Despite international appeals to rethink the plan and a boycott by Bosniak members of the council, the proposal to rename 25 streets in Srebrenica and the neighboring village of Skelani was approved on April 15 in a move that critics have said is a further attempt to wipe the historical record of Europe's worst atrocity since World War II.
Under the plan, a square and a part of a street has been renamed "Republika Srpska," after Bosnia-Herzegovina's ethnic Serb entity. Another street will be named after a controversial World War I Serb commander.
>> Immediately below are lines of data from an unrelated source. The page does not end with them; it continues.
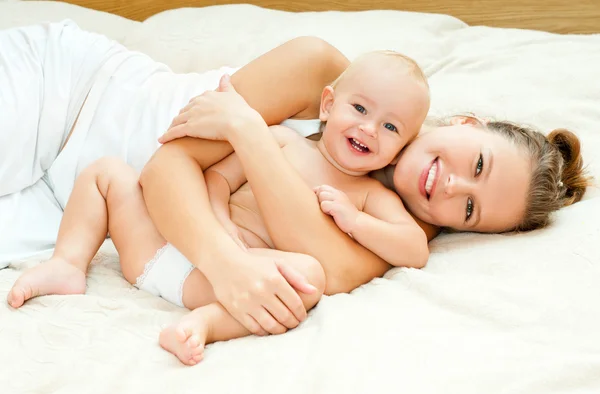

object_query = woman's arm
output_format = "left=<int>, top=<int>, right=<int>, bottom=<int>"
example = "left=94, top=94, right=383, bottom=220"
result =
left=227, top=107, right=390, bottom=294
left=140, top=37, right=347, bottom=333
The July 1995 massacre, which was carried out by Bosnian Serb forces, has been ruled an act of genocide by the International Criminal Tribunal for the former Yugoslavia (ICTY). So far, more than 50 individuals have been sentenced to some 700 years in prison for their roles in the Srebrenica genocide.
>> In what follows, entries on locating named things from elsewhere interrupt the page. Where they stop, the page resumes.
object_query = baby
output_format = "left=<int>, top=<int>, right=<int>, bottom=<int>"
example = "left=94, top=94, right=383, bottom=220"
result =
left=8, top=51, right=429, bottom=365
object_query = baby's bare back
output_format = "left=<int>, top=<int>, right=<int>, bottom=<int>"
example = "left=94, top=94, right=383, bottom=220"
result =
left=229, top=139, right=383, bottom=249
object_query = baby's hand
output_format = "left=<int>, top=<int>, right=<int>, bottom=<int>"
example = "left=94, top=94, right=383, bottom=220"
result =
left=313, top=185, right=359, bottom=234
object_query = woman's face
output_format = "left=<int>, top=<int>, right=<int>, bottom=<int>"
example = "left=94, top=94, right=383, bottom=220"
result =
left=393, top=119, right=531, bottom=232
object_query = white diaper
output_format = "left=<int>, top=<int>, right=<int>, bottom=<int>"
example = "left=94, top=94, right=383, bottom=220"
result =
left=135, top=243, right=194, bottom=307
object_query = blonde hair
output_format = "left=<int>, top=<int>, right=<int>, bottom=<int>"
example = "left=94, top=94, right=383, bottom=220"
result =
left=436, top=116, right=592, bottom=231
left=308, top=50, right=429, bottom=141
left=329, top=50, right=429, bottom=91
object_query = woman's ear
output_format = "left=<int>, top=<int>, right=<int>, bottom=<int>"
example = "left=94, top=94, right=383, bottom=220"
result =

Radovan Karadzic, the first president (1992-1995) of Republika Srpska, one of the two entities that make up Bosnia, was sentenced to life in prison by the ICTY for the Srebrenica genocide and crimes against humanity. Ratko Mladic, the Bosnian Serbs' military commander, was also sentenced to life by the same court for the part he played in the genocide.
The controversial proposal was approved despite appeals by the Organization for Security and Cooperation in Europe (OSCE), which instead called for an "inclusive and transparent solution" for street names in the city.
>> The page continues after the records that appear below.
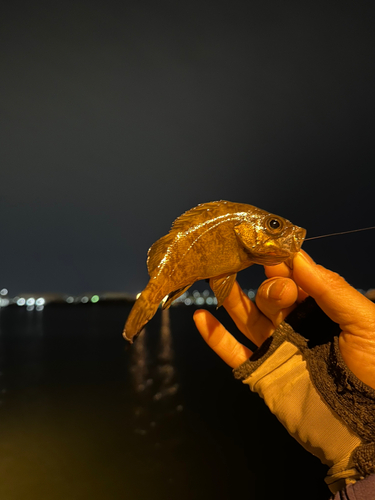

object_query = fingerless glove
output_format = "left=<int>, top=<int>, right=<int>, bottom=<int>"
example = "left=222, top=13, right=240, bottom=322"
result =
left=234, top=298, right=375, bottom=493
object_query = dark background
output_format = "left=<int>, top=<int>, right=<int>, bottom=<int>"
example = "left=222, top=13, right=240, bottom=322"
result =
left=0, top=0, right=375, bottom=295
Last month, the OSCE Mission to Bosnia and Herzegovina welcomed the Streets for Peace Project, an initiative by young people in the city to rename the streets using neutral, inclusive names such as Street of the Future, Street of Tolerance, and Children of Srebrenica.
The move also comes as the UN General Assembly is scheduled on April 17 to debate a draft UN resolution that declares July 11 "The International Day of Reflection and Remembrance of the 1995 Srebrenica Genocide" ahead of an expected vote on May 2.
Partially modelled on a similar resolution for the Rwandan genocide, where up to 800,000 ethnic Tutsis and moderate Hutus were killed, the document is being developed by a group of countries including Rwanda, Germany, France, and the United States.
The resolution has been opposed by Milorad Dodik, the Russia-friendly leader of Republika Srpska, who threatened that, if it was adopted, "Republika Srpska will withdraw from the decision-making process in Bosnia."
Dodik, who has been sanctioned by the United States and the United Kingdom over his efforts to undermine the Dayton peace accords that ended the Balkan country's war in 1995, has reiterated his denial of the Srebrenica genocide.
Under the new plan, Srebrenica City Park will be renamed the Park of Major Kosta Todorovic after a World War I Chetnik commander.
Chetniks were originally Serbian paramilitary groups fighting against the Ottoman Empire during the Balkan Wars of 1912 and 1913 and World War I.
During World War II, Chetnik forces committed war crimes in Bosnia, including mass killings and forced expulsions. Their leader, Draza Mihailovic, was sentenced to death by Yugoslav authorities in 1946, but Serbian authorities rehabilitated him 70 years later, in 2015.
Some Serb military and paramilitary formations called themselves Chetniks during the wars in Bosnia, Croatia, and Kosovo in the 1990s.
Also as a result of the April 15 decision, a part of Marshal Tito Street was renamed Republika Srpska Street.
Josip Broz Tito was the leader of the partisan movement and the president of communist Yugoslavia from World War II until his death in 1980. His name adorned hundreds of streets and squares in the former Yugoslavia.